Model-based testing is mostly optional, but on the rise

Model-based testing is recommended in many cases, but is not mandatory. The approach is often removed again for safety-critical applications.

For non-safety-critical topics, the choice of method is freer as long as the result is considered safe enough. Interest in model-based approaches is growing here.

The approach is used across all areas. In the case of electric vehicles, for example, the energy system is modeled and test cases are automatically generated from this. Activity diagrams and state machines are the most popular.

At the beginning of a project, a team of test managers and functional safety managers decide on the choice of method. This decision is documented.

Anything that is not documented has not taken place in the automotive environment.

Christian Schwarzer

New development uses modern methods, passed remains untouched

There is a lot of legacy in the classic combustion world. The software is often older, and according to the principle “never change a running system”, certified, running code is hardly ever touched. Old documentation and old code are dragged along.

New developments look different. The latest methods are used for electric vehicles or highly autonomous driving, where a great deal of model-based work is carried out.

Existing systems are not retroactively given models. The effort would not be worth it, as models created retrospectively would also have to be checked again, without any real added value.

There is a hard cost logic behind this. If a subsystem moves up a risk level, the entire development process becomes roughly two to three times more expensive.
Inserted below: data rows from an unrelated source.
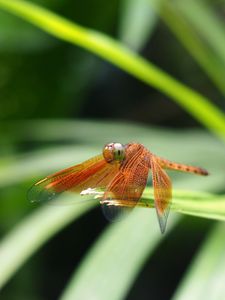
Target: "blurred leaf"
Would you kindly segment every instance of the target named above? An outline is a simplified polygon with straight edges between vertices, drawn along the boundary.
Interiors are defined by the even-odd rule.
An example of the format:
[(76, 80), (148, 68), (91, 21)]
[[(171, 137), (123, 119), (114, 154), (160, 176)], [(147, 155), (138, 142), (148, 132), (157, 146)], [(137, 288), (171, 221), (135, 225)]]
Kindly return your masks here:
[[(152, 192), (146, 189), (141, 202), (148, 202), (148, 205), (153, 206), (153, 201), (149, 203), (150, 197), (153, 197)], [(225, 220), (225, 196), (213, 198), (209, 194), (174, 191), (171, 209), (182, 213)], [(172, 225), (175, 224), (175, 220), (173, 218)], [(141, 210), (136, 210), (126, 221), (111, 225), (91, 248), (78, 270), (75, 271), (61, 300), (124, 299), (148, 256), (160, 241), (155, 226), (156, 220), (153, 221), (147, 211), (141, 212)], [(168, 227), (171, 229), (171, 224)], [(147, 228), (151, 228), (151, 234), (148, 234), (148, 231), (146, 234)], [(219, 238), (221, 241), (223, 240), (221, 230)], [(215, 245), (215, 243), (211, 244)], [(212, 257), (211, 253), (214, 253), (212, 247), (209, 250)], [(219, 250), (220, 255), (221, 253), (222, 251)], [(129, 257), (132, 259), (128, 259)], [(208, 257), (205, 258), (202, 265), (196, 268), (200, 269), (201, 273), (205, 270), (205, 262), (209, 265)], [(217, 260), (216, 262), (218, 263)], [(119, 272), (117, 266), (120, 266)], [(220, 270), (223, 269), (220, 268)], [(190, 278), (192, 284), (193, 278), (191, 276)], [(196, 282), (199, 282), (198, 278), (195, 278), (194, 285)], [(179, 299), (190, 299), (191, 284), (187, 288), (188, 297)], [(200, 282), (199, 287), (202, 291), (205, 290), (202, 282)], [(191, 297), (191, 299), (203, 299), (204, 295)]]
[(141, 50), (155, 28), (157, 17), (149, 0), (123, 0), (119, 38), (131, 49)]
[[(173, 225), (175, 218), (170, 228)], [(149, 211), (136, 210), (123, 222), (112, 224), (91, 248), (60, 299), (124, 299), (160, 240), (156, 218)]]
[(183, 15), (195, 30), (215, 51), (225, 66), (225, 22), (224, 17), (213, 10), (213, 4), (207, 1), (175, 1)]
[(225, 116), (206, 97), (178, 82), (109, 36), (85, 29), (56, 14), (22, 0), (0, 0), (0, 7), (62, 40), (99, 55), (171, 97), (199, 122), (225, 139)]
[(225, 294), (225, 225), (215, 226), (192, 261), (173, 300), (218, 300)]
[[(153, 190), (146, 188), (138, 206), (154, 207)], [(225, 195), (173, 190), (171, 210), (196, 217), (225, 221)]]
[[(73, 198), (75, 196), (73, 195)], [(153, 200), (150, 198), (152, 197), (152, 192), (149, 189), (146, 189), (143, 199), (141, 203), (144, 203), (148, 206), (153, 207)], [(77, 199), (80, 198), (80, 196), (77, 196)], [(60, 202), (61, 204), (62, 202)], [(85, 213), (88, 209), (92, 208), (93, 205), (96, 203), (96, 201), (88, 202), (88, 203), (76, 203), (76, 205), (69, 205), (69, 206), (63, 206), (60, 205), (59, 207), (57, 206), (44, 206), (31, 214), (29, 217), (24, 219), (21, 224), (17, 225), (17, 227), (9, 233), (1, 242), (0, 244), (0, 264), (1, 264), (1, 274), (0, 274), (0, 286), (4, 285), (7, 280), (16, 272), (16, 270), (35, 252), (41, 245), (43, 245), (47, 240), (49, 240), (55, 233), (57, 233), (60, 229), (68, 225), (71, 221), (75, 220), (78, 218), (80, 215)], [(209, 194), (204, 194), (204, 193), (196, 193), (196, 192), (185, 192), (185, 191), (175, 191), (174, 196), (173, 196), (173, 205), (172, 209), (174, 211), (182, 212), (182, 213), (187, 213), (190, 215), (195, 215), (195, 216), (202, 216), (202, 217), (207, 217), (207, 218), (213, 218), (213, 219), (220, 219), (220, 220), (225, 220), (225, 197), (221, 196), (213, 196)], [(57, 204), (57, 203), (56, 203)], [(133, 260), (133, 268), (134, 270), (131, 272), (130, 270), (130, 277), (129, 277), (129, 285), (131, 284), (130, 280), (136, 276), (136, 273), (138, 270), (141, 268), (142, 264), (140, 264), (140, 260), (145, 260), (147, 253), (149, 251), (149, 247), (153, 248), (156, 243), (159, 240), (160, 233), (156, 234), (157, 240), (156, 243), (154, 242), (154, 232), (157, 232), (156, 230), (153, 230), (153, 224), (152, 224), (152, 219), (150, 221), (149, 215), (145, 216), (145, 219), (143, 218), (143, 212), (144, 210), (139, 209), (138, 211), (142, 211), (142, 215), (138, 215), (138, 219), (133, 219), (136, 218), (136, 215), (133, 214), (133, 216), (129, 219), (129, 223), (117, 223), (116, 225), (112, 226), (112, 228), (117, 228), (116, 230), (121, 230), (121, 234), (112, 234), (110, 231), (110, 234), (106, 234), (106, 236), (112, 236), (112, 237), (117, 237), (119, 239), (118, 242), (114, 240), (114, 238), (110, 238), (109, 245), (107, 246), (108, 243), (106, 243), (106, 249), (104, 248), (100, 252), (97, 250), (94, 250), (93, 257), (91, 260), (93, 260), (94, 266), (92, 267), (93, 263), (90, 263), (90, 261), (85, 261), (85, 265), (89, 266), (87, 268), (88, 273), (89, 273), (89, 268), (90, 270), (95, 270), (96, 271), (96, 263), (98, 264), (98, 259), (96, 258), (95, 251), (97, 251), (101, 257), (101, 253), (105, 253), (106, 257), (108, 257), (108, 247), (111, 247), (111, 249), (116, 249), (116, 247), (112, 247), (112, 245), (117, 245), (121, 244), (121, 241), (124, 240), (124, 242), (127, 245), (127, 249), (133, 249), (133, 243), (138, 244), (140, 247), (137, 247), (137, 256), (138, 260), (135, 262)], [(150, 213), (150, 210), (146, 209)], [(144, 220), (147, 221), (147, 223), (150, 222), (150, 224), (147, 224), (144, 222)], [(156, 220), (154, 221), (156, 222)], [(129, 235), (128, 231), (130, 231), (130, 228), (132, 228), (131, 224), (136, 224), (135, 228), (132, 230), (132, 235)], [(137, 226), (137, 224), (140, 224)], [(139, 228), (141, 227), (141, 228)], [(149, 239), (146, 240), (146, 228), (151, 228), (152, 233), (149, 235)], [(112, 229), (113, 230), (113, 229)], [(124, 231), (125, 230), (125, 231)], [(140, 233), (143, 233), (141, 235)], [(131, 240), (129, 240), (127, 237), (130, 237)], [(141, 242), (137, 243), (137, 236), (139, 236), (140, 240), (143, 240), (143, 243), (141, 245)], [(116, 238), (116, 239), (117, 239)], [(129, 244), (131, 243), (131, 244)], [(149, 244), (150, 243), (150, 244)], [(102, 242), (104, 244), (104, 242)], [(124, 244), (121, 244), (121, 247), (124, 247)], [(147, 247), (147, 248), (146, 248)], [(16, 249), (16, 252), (15, 252)], [(120, 249), (117, 249), (117, 254), (121, 253)], [(117, 255), (115, 254), (115, 255)], [(133, 253), (134, 254), (134, 253)], [(109, 268), (112, 268), (115, 266), (115, 261), (118, 263), (117, 257), (113, 257), (113, 252), (111, 251), (111, 261), (112, 264), (106, 264), (108, 265)], [(124, 257), (121, 258), (124, 260)], [(128, 262), (128, 260), (127, 260)], [(102, 266), (105, 265), (105, 262), (102, 258)], [(128, 265), (131, 267), (131, 263), (126, 264), (127, 267)], [(86, 267), (85, 267), (86, 269)], [(110, 269), (111, 270), (111, 269)], [(109, 272), (111, 272), (109, 270)], [(124, 269), (125, 270), (125, 269)], [(91, 271), (92, 272), (92, 271)], [(104, 274), (104, 277), (106, 276), (106, 273), (101, 273)], [(89, 275), (88, 275), (89, 276)], [(78, 276), (79, 277), (79, 276)], [(97, 281), (99, 280), (97, 277), (95, 278)], [(118, 278), (119, 279), (119, 278)], [(128, 279), (128, 278), (127, 278)], [(78, 279), (78, 286), (82, 287), (83, 283), (82, 282), (87, 282), (86, 281), (86, 275), (85, 278), (80, 281)], [(95, 281), (92, 281), (92, 283)], [(99, 281), (100, 284), (102, 281)], [(114, 281), (115, 282), (115, 281)], [(96, 283), (96, 282), (95, 282)], [(95, 286), (95, 283), (93, 285)], [(110, 281), (111, 284), (111, 281)], [(126, 282), (124, 281), (121, 283), (121, 290), (116, 288), (116, 292), (121, 293), (122, 291), (127, 290), (127, 285)], [(87, 289), (85, 289), (87, 290)], [(90, 289), (88, 289), (90, 291)], [(81, 289), (81, 292), (84, 293), (83, 287)], [(105, 292), (105, 291), (104, 291)], [(77, 298), (79, 299), (79, 297)], [(113, 298), (114, 299), (114, 298)]]
[[(90, 156), (94, 156), (101, 151), (104, 143), (109, 142), (110, 133), (110, 140), (118, 138), (121, 142), (128, 142), (133, 138), (139, 139), (140, 142), (143, 142), (146, 147), (149, 147), (149, 149), (156, 154), (167, 154), (171, 156), (171, 159), (179, 159), (180, 161), (184, 159), (186, 162), (202, 163), (206, 168), (211, 167), (212, 170), (210, 171), (214, 171), (214, 174), (208, 178), (197, 177), (194, 175), (191, 176), (188, 174), (179, 174), (179, 176), (176, 177), (175, 173), (171, 176), (173, 179), (175, 179), (173, 180), (175, 189), (172, 209), (186, 214), (198, 215), (213, 219), (224, 219), (224, 196), (219, 197), (194, 191), (176, 191), (178, 186), (182, 186), (186, 189), (188, 188), (189, 190), (224, 189), (224, 146), (209, 134), (192, 130), (186, 131), (184, 138), (183, 130), (170, 131), (159, 128), (154, 129), (135, 126), (131, 124), (125, 125), (114, 122), (70, 120), (2, 123), (1, 130), (3, 131), (3, 134), (4, 131), (6, 131), (6, 128), (8, 134), (18, 134), (17, 139), (19, 139), (20, 142), (59, 142), (64, 140), (67, 142), (73, 142), (75, 145), (64, 145), (60, 147), (51, 146), (49, 149), (41, 149), (36, 152), (32, 151), (30, 154), (16, 155), (12, 156), (11, 158), (8, 157), (8, 161), (6, 161), (6, 157), (2, 158), (0, 161), (1, 187), (19, 183), (25, 179), (33, 178), (33, 176), (42, 175), (45, 172), (47, 173), (53, 171), (53, 169), (55, 171), (57, 168), (66, 167), (70, 164), (76, 164), (81, 160), (87, 159)], [(29, 187), (24, 186), (24, 188), (25, 195), (25, 191)], [(80, 199), (80, 196), (78, 197)], [(152, 206), (152, 198), (152, 190), (149, 188), (146, 189), (143, 195), (143, 202), (146, 203), (147, 201), (148, 205)], [(5, 283), (14, 274), (14, 272), (39, 247), (41, 247), (41, 245), (43, 245), (51, 236), (53, 236), (53, 234), (58, 232), (61, 228), (66, 226), (66, 224), (75, 219), (75, 217), (78, 217), (78, 215), (84, 213), (91, 207), (92, 204), (90, 202), (82, 205), (78, 205), (77, 203), (76, 205), (69, 206), (60, 205), (60, 207), (47, 206), (37, 210), (35, 213), (31, 214), (30, 217), (27, 217), (27, 219), (22, 221), (21, 225), (18, 225), (12, 233), (6, 236), (0, 245), (0, 283)], [(149, 216), (146, 216), (146, 222), (153, 222), (150, 221), (152, 210), (137, 210), (144, 214), (146, 211), (146, 214)], [(131, 216), (131, 220), (132, 218), (136, 217)], [(157, 226), (157, 229), (154, 230), (154, 227), (149, 227), (151, 228), (151, 234), (149, 235), (149, 239), (142, 242), (143, 248), (138, 247), (140, 249), (137, 250), (137, 260), (134, 261), (134, 264), (131, 266), (132, 272), (129, 274), (127, 280), (124, 281), (124, 284), (121, 282), (120, 289), (115, 291), (115, 293), (126, 293), (130, 284), (137, 276), (137, 273), (143, 265), (140, 264), (140, 266), (138, 266), (138, 263), (141, 261), (144, 263), (148, 255), (148, 251), (153, 250), (158, 243), (160, 239), (160, 233), (157, 220), (155, 217), (152, 218), (152, 220), (154, 220), (154, 226)], [(136, 222), (142, 223), (139, 220), (136, 220)], [(143, 221), (143, 224), (145, 224), (145, 221)], [(120, 230), (120, 225), (122, 228), (125, 228), (123, 226), (127, 226), (119, 223), (118, 225), (113, 225), (112, 228), (118, 228), (118, 230)], [(142, 225), (140, 224), (138, 226)], [(170, 228), (170, 224), (168, 227)], [(127, 229), (128, 228), (132, 227), (128, 226)], [(132, 243), (134, 243), (137, 234), (138, 231), (136, 232), (135, 230)], [(146, 235), (146, 230), (143, 230), (143, 234)], [(153, 238), (153, 235), (155, 235), (155, 238)], [(120, 239), (122, 239), (122, 235), (120, 236)], [(108, 252), (106, 252), (106, 254), (108, 254)], [(111, 259), (113, 262), (115, 262), (115, 259), (112, 256)], [(86, 263), (84, 262), (84, 265), (85, 264)], [(112, 264), (109, 266), (109, 268), (110, 267), (112, 267)], [(112, 280), (110, 282), (112, 282)]]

An airbag is at the highest level, ASIL D. Such factors multiply over the levels, which is why functioning systems are deliberately no longer touched.

Why test automation is indispensable in the automotive industry

The diversity of variants forces automation. A configured new car with its combination of headlights, interior lights and options often only exists once in the world.

In tester terms, each of these combinations would have to be tested. In practice, this is impossible, which is why there is massive automation. This is easy to implement at unit and code level.

At higher levels, test benches with real hardware are created that simulate the later environment of a control unit as accurately as possible. Here too, the aim is to automate almost all test cases. Up to 20 test benches run day and night, supplemented by purchased server capacity for the software.

Manual testing is mainly carried out at the very top of the vehicle, for example for driving dynamics. Automation removes the human factor from repetitions and regression testing and at the same time makes the work more varied because the focus is on automation and new features.

What the automotive tester certification teaches

The Automotive Tester course usually lasts two days and teaches the terms and standards that testers need in the industry. It was set up with the participation of the German Testing Board.

The focus is on three standards. Automotive SPICE describes the process landscape: which documents are created, who is involved and where, as well as the testing and review processes.

The second block is functional safety, i.e. dealing with systems in which a software error could injure someone, viewed from the tester’s perspective. The third standard is AUTOSAR, the communication layer in the vehicle. You can think of it like a Lego board, with software blocks at the top and hardware blocks at the bottom that remain replaceable.

Foundation level is mandatory for the exam. In terms of content, however, the topics are mostly new. If you come from a testing environment and are not aiming for certification, you can also attend the course without Foundation Level. For all newcomers, the Foundation Level provides a useful foundation of methods and concepts.